Jarious Faulkner, another former track athlete, credited Kilby for getting him into college. He said Kilby encouraged students not just to be good athletes, but good students and that as good students, they can do anything.

“He instilled in me, ‘I can do this,’” he said.

Trainer and coach Ron Rose spoke and commended the students for speaking out.

“You’re doing the right thing,” he told the students, before cautioning, “Hiring and firing reasons often aren’t shared and don’t make a lot of sense. Sometimes personnel things [stink]. It’s not your place to know, it’s his. Hopefully, he gets answers.” However, he added, “I’ve never met a coach as good as Coach Kilby.

Dr. Snead, who listened patiently aside school board chair Page, thanked everyone for their remarks and said he was proud to know the students, to work with them and hear their perspective. “I pray the world will be a better place,” he said.

He later added that he would not comment on specific personnel matters and cited the school board’s nondiscrimination policy that reads, “The Orange County School Board is committed to nondiscrimination with regard to sex, gender, race, color, national origin, disability, religion, ancestry, age, marital status, genetic information or any other characteristic protected by law. This commitment prevails in all of its policies and practices concerning staff, students, educational programs and services, and individuals and entities with whom the board does business.”

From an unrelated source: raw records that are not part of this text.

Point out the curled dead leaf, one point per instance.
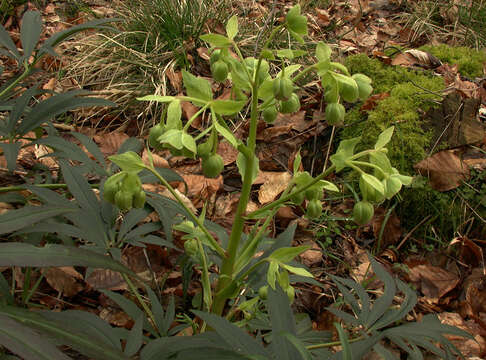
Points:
(445, 170)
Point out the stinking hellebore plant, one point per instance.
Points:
(252, 84)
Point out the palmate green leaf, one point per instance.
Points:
(30, 31)
(344, 152)
(232, 27)
(56, 105)
(197, 87)
(64, 333)
(238, 339)
(11, 151)
(26, 255)
(202, 346)
(129, 161)
(27, 343)
(14, 220)
(384, 138)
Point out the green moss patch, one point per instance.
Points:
(470, 62)
(403, 109)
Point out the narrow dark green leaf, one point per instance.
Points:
(134, 340)
(14, 220)
(25, 342)
(64, 334)
(11, 151)
(5, 294)
(237, 338)
(298, 345)
(282, 320)
(20, 107)
(80, 188)
(56, 105)
(30, 31)
(84, 322)
(383, 303)
(20, 254)
(130, 308)
(343, 338)
(91, 146)
(6, 41)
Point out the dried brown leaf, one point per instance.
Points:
(445, 170)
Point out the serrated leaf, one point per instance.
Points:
(287, 254)
(27, 343)
(384, 138)
(21, 254)
(373, 182)
(197, 88)
(157, 98)
(232, 27)
(129, 161)
(30, 31)
(323, 52)
(227, 107)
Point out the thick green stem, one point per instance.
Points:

Page added that the schools already have a policy against racism and the resolution adopted Monday complemented existing policies in place.

Toward the end of Monday’s gathering, Martin, who is scheduled to be a student representative to the school board in the coming year, indicated the students, parents and others supporting Kilby would be attending the July 6 scheduled board meeting on his behalf.

Warren wondered whether the board might be able to create a meeting, among the current health crisis restrictions, that could accommodate more attendants and speakers than current health guidelines permit.

She, and others, also wondered if another meeting might be held prior to that date.

Page thanked those assembled and said the board would follow Centers for Disease Control and Prevention and guidelines about meeting in-person. “We’ll see what we can do,” she said. “I’m not going to promise we will meet before then, but we will have conversations with the school board.”

After the event, the primary speakers and organizers were pleased Dr. Snead and Page met with them and heard their comments, but still sought action on behalf of their coach and mentor.

“This is a great first step,” Snodgrass said. “The presence we made when we walked through that door—we got everyone’s attention.”

“We’re not ungrateful,” Beasley added. “We’re grateful they listened to us.”

Martin said he was pleased with the diversity of students and parents who attended Monday’s meeting and said he and others will consider their next steps.

“I’m glad they listened to their students and their constituents,” Martin said.

Page commended the students and said, “It’s important that young people’s voices are heard. It was good to hear their concerns and we heard what they said.”